Read: Majority of Canadians worried about level of retirement savings: survey

As well, millennials, who comprise 50 per cent of the current workforce, are now a driving force. “Millennials and gen Zs are not only looking at corporate sustainability strategies from the lens of their buying decisions or brand loyalty, they’re also looking at it from a decision of, ‘Do I stay with that organization? Does it align with my values? Do I need to work somewhere else?’” she said, referring to research by Butin Integrated Communications.

Also, many Canadians are suffering from eco-anxiety, added Nazar, which left unchecked will impact performance and engagement because people won’t be motivated to join their workplace pension plans or save for the long term.

Suncor Energy Inc., Patricia O’Reilly, the company’s director of sustainability outreach and disclosure, and Nora Lamb, manager of pensions, also joined Nazar to discuss how sustainability is a growing part of the conversation for their organization.

Over the last decade, Suncor has been trying to embed sustainability into different parts of the business, said O’Reilly, noting the company was a founding member of an organization called the Embedding Project, which provides companies with a self-assessment tool to see where they’re strong and where they need to improve. “It will give you a maturity measure.”

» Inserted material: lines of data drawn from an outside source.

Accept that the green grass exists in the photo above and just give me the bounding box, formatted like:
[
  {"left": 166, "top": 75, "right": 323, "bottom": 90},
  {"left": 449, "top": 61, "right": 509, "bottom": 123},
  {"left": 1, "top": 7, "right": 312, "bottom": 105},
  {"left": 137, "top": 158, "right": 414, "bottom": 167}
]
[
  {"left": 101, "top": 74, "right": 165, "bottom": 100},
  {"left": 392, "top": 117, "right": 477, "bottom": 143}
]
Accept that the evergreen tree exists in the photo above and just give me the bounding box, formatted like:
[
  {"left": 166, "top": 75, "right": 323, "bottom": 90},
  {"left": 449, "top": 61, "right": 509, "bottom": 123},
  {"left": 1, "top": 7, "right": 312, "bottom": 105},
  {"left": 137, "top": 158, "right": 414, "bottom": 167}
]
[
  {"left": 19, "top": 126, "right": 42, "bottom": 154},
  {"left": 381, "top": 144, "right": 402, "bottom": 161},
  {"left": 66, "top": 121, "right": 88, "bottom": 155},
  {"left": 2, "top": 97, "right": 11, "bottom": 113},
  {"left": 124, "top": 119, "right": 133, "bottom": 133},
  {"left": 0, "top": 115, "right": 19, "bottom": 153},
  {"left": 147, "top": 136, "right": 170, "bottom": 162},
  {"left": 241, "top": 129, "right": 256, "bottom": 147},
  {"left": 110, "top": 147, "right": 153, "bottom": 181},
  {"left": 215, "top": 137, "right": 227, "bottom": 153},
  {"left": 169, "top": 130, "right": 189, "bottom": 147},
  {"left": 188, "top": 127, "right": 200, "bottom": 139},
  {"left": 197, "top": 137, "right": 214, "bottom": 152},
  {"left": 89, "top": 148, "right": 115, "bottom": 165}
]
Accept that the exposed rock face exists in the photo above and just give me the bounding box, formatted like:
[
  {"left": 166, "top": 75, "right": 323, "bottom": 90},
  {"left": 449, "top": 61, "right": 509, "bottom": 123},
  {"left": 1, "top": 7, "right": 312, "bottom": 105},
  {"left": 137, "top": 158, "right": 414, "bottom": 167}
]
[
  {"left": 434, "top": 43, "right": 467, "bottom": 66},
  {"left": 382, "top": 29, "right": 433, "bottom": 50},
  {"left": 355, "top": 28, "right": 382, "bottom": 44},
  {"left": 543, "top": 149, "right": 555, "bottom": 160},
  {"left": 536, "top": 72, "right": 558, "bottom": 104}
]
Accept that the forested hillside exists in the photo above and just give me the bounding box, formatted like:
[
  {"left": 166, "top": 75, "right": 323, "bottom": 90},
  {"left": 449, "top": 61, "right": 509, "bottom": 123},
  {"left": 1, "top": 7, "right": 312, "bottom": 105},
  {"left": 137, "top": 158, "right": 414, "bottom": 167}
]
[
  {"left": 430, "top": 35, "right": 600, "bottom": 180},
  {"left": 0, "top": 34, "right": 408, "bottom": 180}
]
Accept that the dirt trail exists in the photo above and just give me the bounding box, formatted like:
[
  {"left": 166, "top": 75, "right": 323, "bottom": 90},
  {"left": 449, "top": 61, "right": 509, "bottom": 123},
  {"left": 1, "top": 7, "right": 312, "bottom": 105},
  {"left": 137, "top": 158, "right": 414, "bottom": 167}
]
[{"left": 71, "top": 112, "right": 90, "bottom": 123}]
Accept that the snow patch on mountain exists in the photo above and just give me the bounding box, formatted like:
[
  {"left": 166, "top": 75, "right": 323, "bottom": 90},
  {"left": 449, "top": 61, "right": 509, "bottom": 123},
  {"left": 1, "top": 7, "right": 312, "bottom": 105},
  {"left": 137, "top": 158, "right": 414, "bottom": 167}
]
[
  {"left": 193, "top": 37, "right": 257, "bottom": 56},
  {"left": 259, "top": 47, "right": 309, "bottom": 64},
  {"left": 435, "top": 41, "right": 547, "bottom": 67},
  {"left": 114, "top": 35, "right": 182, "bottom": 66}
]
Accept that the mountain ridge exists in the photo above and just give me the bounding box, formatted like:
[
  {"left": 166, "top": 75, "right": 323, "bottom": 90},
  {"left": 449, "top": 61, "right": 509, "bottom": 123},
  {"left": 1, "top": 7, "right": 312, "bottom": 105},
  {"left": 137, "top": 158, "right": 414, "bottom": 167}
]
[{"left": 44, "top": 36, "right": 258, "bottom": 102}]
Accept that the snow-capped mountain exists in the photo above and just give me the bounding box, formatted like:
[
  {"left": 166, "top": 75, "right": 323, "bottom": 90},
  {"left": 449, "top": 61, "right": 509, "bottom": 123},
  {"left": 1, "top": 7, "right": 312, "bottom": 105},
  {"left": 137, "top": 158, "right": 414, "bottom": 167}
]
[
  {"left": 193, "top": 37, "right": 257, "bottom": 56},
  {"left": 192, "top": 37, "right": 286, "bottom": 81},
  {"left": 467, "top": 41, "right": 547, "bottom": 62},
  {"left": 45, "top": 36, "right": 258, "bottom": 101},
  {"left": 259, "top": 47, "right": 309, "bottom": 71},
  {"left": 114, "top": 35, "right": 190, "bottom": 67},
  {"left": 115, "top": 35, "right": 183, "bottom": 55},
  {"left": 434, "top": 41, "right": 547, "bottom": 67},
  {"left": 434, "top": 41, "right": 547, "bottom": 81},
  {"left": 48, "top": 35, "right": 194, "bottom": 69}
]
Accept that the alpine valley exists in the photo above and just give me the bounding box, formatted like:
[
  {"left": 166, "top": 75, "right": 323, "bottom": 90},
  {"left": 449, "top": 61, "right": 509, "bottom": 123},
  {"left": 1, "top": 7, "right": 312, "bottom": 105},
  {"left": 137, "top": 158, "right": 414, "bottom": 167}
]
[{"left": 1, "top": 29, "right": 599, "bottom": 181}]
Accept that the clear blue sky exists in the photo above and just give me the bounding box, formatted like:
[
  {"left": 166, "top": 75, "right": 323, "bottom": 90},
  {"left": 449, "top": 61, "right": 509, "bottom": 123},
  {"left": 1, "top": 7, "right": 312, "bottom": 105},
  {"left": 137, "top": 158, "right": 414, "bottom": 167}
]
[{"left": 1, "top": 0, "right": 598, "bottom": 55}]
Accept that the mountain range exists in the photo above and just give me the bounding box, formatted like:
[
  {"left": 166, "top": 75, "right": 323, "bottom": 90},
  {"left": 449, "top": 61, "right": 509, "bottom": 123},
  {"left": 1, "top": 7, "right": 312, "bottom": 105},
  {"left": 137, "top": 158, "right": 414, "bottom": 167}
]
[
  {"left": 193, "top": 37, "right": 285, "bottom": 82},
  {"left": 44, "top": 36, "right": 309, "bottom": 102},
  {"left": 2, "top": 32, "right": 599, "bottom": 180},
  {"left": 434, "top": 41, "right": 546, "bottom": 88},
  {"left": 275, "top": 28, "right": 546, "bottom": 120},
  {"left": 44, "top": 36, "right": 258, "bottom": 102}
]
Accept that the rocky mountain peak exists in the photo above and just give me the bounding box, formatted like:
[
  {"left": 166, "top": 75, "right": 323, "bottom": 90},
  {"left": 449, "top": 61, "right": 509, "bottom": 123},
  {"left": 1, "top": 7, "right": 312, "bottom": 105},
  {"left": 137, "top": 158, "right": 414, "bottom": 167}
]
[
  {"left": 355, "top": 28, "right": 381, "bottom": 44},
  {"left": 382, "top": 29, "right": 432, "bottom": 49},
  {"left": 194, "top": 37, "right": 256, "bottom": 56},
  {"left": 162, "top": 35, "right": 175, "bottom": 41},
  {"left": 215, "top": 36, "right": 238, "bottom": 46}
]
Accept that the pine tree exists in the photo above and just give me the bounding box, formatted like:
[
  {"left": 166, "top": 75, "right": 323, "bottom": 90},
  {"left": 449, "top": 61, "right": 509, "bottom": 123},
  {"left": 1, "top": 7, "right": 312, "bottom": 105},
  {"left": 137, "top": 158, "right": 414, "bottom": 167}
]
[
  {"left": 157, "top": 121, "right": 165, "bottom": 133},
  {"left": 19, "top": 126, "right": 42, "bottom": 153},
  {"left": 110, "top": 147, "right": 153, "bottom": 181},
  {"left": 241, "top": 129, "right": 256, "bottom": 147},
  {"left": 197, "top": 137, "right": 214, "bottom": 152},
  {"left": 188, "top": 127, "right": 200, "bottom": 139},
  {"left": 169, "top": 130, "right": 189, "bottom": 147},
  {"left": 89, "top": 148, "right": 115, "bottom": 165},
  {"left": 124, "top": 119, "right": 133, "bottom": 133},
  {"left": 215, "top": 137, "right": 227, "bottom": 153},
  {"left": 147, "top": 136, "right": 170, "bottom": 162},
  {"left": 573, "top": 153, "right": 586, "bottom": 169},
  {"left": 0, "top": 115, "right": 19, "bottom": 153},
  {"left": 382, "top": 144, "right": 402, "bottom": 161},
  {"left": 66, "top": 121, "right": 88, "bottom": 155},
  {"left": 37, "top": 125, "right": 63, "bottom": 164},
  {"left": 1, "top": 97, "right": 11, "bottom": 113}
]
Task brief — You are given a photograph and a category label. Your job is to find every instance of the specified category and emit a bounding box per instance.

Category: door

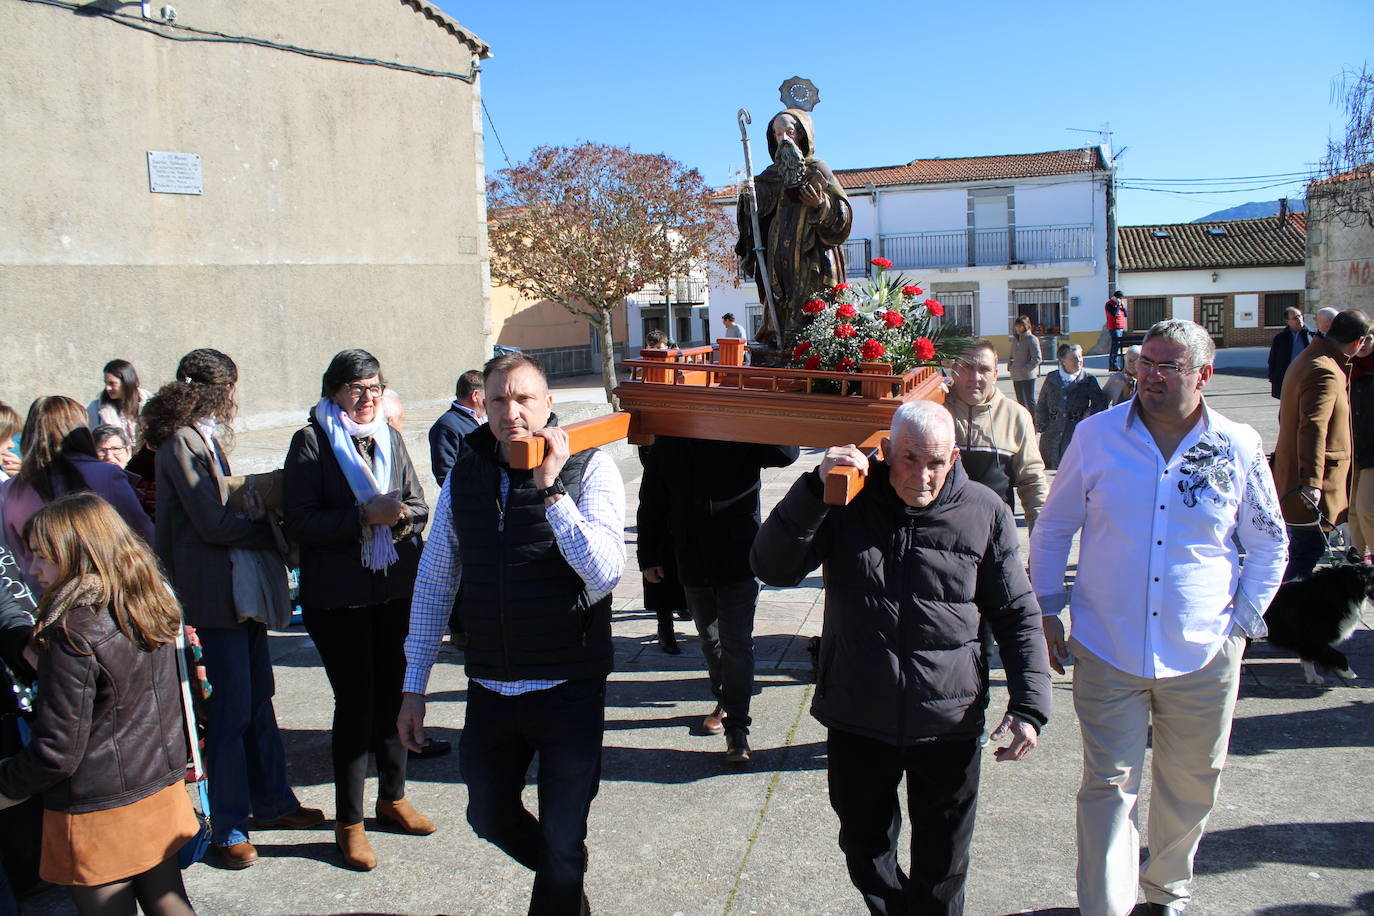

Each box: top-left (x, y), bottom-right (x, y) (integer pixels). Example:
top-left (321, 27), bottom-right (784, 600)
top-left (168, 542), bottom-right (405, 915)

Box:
top-left (1200, 297), bottom-right (1225, 340)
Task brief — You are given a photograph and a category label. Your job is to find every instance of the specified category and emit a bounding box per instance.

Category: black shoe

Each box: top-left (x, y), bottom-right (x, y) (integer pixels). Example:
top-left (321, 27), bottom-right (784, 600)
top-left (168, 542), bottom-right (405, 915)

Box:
top-left (1142, 903), bottom-right (1182, 915)
top-left (407, 738), bottom-right (452, 760)
top-left (657, 622), bottom-right (681, 654)
top-left (724, 729), bottom-right (751, 764)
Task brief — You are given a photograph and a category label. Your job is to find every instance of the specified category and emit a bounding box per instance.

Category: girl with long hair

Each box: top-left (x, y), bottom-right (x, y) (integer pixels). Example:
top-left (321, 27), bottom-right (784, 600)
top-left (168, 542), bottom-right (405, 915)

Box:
top-left (145, 349), bottom-right (320, 869)
top-left (0, 493), bottom-right (197, 916)
top-left (0, 397), bottom-right (152, 593)
top-left (87, 360), bottom-right (150, 446)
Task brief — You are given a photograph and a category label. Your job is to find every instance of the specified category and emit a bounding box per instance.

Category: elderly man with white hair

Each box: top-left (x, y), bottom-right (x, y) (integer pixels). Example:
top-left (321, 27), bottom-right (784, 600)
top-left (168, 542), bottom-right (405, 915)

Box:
top-left (751, 400), bottom-right (1053, 915)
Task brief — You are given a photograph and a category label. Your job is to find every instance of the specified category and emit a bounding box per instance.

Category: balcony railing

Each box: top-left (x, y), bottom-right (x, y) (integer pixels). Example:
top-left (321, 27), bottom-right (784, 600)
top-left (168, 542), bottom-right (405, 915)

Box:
top-left (879, 224), bottom-right (1094, 271)
top-left (627, 278), bottom-right (708, 307)
top-left (845, 238), bottom-right (872, 277)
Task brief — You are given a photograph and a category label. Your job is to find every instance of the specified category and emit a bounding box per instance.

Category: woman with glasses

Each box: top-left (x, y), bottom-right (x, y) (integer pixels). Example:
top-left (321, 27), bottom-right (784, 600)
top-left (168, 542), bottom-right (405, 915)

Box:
top-left (1036, 342), bottom-right (1106, 470)
top-left (283, 349), bottom-right (432, 871)
top-left (91, 426), bottom-right (131, 469)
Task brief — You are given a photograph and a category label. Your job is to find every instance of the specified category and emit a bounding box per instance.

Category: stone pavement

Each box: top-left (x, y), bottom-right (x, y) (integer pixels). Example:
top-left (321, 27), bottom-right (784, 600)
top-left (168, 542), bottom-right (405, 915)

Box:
top-left (21, 351), bottom-right (1374, 915)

To begin, Suncor embedded sustainability in strategic planning, capital decisions and project management decisions — and now it’s moving into HR processes as well.

Read: A look at the different paths to ESG integration

For example, following the Fort McMurray, Alta. wildfires, employees reached out to see if they could access their savings or if there was another way to get financial help, said Lamb. “We’re looking at how [to] potentially make our savings plan, which is [non-registered], a little bit more flexible to meet immediate needs, potentially emergency needs.”

Suncor is also starting to embed ESG principles into its investment process, she said. “We’re just starting that journey.”

And the energy company is also beginning to talk to its pension committee about how to address sustainability on the investment side in both its defined contribution and defined benefit plans, as well as how it can change its governance and work with investment organizations and consultants, noted Lamb. “We’re really in the infancy.”